Doing the simple multiplication (and ignoring extra overhead from classes/references), this means we’ll be working with roughly 1 MB of data allocated in one go (this is oversimplification here, though). To actually fill the data, the C++ part will call the very same get_noise_2d() function a million times, too. However, the GDScript side will never see those 1 MB, only the reference (4 or 8 bytes based on architecture).

Now if you go with the million calls from GDScript you should expect a difference, even from memory alone, ignoring extra overhead from calling. get_noise_2d() returns a float. While the size of this datatype might change between implementations/platforms etc. you can generally assume that it’s nowadays at least 32 bits (or 4 bytes) long. This means we’re passing 4 bytes per “pixel” resulting in 4 MB of data.

So data wise – only talking about the information moving between the raw C++ part and the script runtime – we’re looking at a factor of 1 million (4 MB vs. 4 byte). As such, having an actual factor of around 2 isn’t that bad overall (mostly thanks to fast memory these days I guess).

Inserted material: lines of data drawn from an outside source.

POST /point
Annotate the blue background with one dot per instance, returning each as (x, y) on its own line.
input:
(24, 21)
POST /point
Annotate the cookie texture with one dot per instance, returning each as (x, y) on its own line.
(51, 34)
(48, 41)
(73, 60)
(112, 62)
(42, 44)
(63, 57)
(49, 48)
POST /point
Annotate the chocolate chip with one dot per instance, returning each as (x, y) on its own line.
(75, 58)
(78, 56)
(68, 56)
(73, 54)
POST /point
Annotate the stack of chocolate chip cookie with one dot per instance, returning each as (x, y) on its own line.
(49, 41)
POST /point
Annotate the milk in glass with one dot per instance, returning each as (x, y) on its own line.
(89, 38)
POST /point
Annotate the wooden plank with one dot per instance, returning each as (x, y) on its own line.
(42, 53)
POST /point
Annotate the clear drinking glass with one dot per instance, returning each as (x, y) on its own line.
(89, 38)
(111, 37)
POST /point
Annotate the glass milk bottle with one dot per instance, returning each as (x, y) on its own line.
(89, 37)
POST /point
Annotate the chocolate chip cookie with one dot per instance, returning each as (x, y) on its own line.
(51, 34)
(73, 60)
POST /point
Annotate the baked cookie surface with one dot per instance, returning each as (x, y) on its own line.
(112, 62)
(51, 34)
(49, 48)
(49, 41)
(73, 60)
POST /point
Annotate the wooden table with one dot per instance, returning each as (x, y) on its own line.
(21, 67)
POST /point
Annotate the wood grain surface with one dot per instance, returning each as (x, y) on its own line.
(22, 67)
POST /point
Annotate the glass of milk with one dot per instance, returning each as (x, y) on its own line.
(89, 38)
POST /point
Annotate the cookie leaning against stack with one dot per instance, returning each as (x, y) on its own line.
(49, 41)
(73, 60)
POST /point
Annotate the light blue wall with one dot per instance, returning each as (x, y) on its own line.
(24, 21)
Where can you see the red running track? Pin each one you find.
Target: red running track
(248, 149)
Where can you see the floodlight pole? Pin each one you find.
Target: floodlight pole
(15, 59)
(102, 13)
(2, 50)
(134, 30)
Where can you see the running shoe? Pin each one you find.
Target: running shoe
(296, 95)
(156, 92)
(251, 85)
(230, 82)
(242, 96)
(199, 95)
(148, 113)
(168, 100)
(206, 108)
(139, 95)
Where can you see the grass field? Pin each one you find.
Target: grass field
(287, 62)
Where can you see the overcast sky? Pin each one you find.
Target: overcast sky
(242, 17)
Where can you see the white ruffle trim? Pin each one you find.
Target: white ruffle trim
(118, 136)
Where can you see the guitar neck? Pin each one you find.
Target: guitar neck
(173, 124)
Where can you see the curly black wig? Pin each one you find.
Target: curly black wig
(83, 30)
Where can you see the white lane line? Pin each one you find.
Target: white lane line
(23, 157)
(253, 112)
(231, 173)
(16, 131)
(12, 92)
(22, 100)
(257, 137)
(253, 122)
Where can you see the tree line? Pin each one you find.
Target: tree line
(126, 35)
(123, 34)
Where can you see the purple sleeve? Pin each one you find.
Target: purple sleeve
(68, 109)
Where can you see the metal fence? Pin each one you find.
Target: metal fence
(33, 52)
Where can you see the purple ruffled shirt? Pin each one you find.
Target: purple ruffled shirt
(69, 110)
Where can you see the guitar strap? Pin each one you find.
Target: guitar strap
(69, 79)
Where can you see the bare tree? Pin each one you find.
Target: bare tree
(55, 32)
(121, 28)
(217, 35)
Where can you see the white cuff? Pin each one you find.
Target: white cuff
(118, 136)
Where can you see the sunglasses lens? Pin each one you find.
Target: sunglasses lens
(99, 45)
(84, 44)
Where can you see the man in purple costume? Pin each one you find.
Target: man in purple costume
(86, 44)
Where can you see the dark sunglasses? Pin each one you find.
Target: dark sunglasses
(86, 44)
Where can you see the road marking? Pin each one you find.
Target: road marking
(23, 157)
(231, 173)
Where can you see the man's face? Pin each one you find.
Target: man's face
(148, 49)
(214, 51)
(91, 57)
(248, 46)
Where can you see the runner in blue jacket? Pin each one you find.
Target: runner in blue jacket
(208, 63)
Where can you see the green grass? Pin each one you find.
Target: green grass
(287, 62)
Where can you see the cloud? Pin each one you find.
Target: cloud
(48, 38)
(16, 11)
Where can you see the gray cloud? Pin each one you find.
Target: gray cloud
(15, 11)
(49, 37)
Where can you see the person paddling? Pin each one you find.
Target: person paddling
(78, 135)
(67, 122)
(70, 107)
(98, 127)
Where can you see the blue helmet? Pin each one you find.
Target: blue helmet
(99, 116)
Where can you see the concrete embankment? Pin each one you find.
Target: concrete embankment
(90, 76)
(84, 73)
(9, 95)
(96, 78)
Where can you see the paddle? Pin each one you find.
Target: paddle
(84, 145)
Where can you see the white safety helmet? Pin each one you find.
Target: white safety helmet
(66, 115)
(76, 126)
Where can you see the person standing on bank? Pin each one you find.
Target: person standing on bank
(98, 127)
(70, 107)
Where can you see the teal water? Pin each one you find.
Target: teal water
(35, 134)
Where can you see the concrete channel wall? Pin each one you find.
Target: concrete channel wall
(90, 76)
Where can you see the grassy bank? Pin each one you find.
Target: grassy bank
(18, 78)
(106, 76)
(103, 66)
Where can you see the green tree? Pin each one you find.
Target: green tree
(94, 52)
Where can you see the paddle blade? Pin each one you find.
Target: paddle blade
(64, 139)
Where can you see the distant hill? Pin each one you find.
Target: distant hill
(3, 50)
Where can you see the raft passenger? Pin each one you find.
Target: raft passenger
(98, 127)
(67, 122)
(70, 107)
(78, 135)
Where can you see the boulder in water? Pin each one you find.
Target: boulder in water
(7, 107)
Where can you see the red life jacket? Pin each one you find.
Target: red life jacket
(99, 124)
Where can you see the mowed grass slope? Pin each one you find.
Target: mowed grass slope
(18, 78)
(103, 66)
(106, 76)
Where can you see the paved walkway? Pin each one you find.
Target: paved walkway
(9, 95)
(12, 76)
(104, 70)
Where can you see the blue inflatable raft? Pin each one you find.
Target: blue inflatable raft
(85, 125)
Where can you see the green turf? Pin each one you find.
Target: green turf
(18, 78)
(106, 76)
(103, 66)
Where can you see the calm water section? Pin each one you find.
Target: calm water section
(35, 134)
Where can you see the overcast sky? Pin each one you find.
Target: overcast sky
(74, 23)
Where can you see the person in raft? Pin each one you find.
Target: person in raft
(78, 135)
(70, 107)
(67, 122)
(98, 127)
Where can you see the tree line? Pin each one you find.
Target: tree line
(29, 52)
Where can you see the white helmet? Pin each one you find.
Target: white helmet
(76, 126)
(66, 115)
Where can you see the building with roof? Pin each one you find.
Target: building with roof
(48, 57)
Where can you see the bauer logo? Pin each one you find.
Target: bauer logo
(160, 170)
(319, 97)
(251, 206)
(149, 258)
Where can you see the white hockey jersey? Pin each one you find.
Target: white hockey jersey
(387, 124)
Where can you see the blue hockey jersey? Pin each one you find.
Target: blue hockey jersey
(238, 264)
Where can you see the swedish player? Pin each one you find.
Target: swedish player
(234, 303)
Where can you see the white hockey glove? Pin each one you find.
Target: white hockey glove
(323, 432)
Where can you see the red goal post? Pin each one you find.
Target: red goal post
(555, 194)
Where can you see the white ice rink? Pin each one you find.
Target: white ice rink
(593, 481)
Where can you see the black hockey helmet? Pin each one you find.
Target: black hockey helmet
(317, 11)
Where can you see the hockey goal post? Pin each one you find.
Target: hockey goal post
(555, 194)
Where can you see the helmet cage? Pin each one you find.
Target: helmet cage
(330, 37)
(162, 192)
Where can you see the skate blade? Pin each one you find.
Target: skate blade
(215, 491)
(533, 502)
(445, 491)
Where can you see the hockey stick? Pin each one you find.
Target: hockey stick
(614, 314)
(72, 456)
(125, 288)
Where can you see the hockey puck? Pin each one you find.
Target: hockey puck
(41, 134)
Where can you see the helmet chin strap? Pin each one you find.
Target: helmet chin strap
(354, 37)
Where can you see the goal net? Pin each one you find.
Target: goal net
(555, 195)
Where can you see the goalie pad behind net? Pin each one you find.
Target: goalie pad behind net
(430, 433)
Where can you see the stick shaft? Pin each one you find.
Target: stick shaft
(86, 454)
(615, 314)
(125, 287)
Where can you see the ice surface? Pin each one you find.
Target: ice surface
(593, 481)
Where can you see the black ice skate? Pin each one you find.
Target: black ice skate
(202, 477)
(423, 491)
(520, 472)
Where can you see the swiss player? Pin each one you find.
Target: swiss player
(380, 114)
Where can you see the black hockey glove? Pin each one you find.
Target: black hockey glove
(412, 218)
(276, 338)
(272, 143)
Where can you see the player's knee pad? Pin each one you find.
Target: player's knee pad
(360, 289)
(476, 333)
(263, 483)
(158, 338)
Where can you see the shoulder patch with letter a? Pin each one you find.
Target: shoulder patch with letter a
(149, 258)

But besides that, this totally sounds like a typical case of “you’re (probably) doing it wrong”. If you’re trying to generate a huge or nearly infinite terrain, you should definitely split it up into individual “chunks”, generating them on the fly and only while needed (e.g. close to the player). This will significantly reduce generation time, lower overall memory usage and improve your framerate, too.

If this doesn’t apply to you and you’re trying to do something else, I’m still sticking with “you’re (probably) doing it wrong”, but we’d need a few more details.

But get_image calls also 1000x1000 times to get_noise_2dwhich returns a float so that memory difference is not correct because happens on my GDScript snippet and in the source. But I reckon, as @omggomb pointed, that the communitation between native and GDScript is enough to explain the difference.

About the second question, I’m open for suggestion. To be fair I haven’t done much research on good techniques, just experimenting on my own. Currently it works like this: there are chunks that are generated and deleted dinamically depending on the position of the player. Each chunk has a position and a noise generator OpenSimplexNoise. But then if each chunk is 100 pixel size, the Chunk (0,0) should call OpenSimplexNoise.get_noise_2d(x,y) from (0,0) to (100, 100), but the Chunk (1, 0) from (100, 0, to (200, 100).

That’s the reason why I can’t use the OpenSimplexNoise.get_image function, because then the noise would just repeat again in every Chunk with the same noise properties. I could generate a 200x200 image and just use the part I’m interested, but this would grow very quick as I get away from the origin.

One workaround I’ve been thinking is to just make every Chunk has a different seed, generate the image by get_image and average the borders with the neighbours so it looks smooth on the edges of each chunk.

Jumer | 2021-04-15 00:30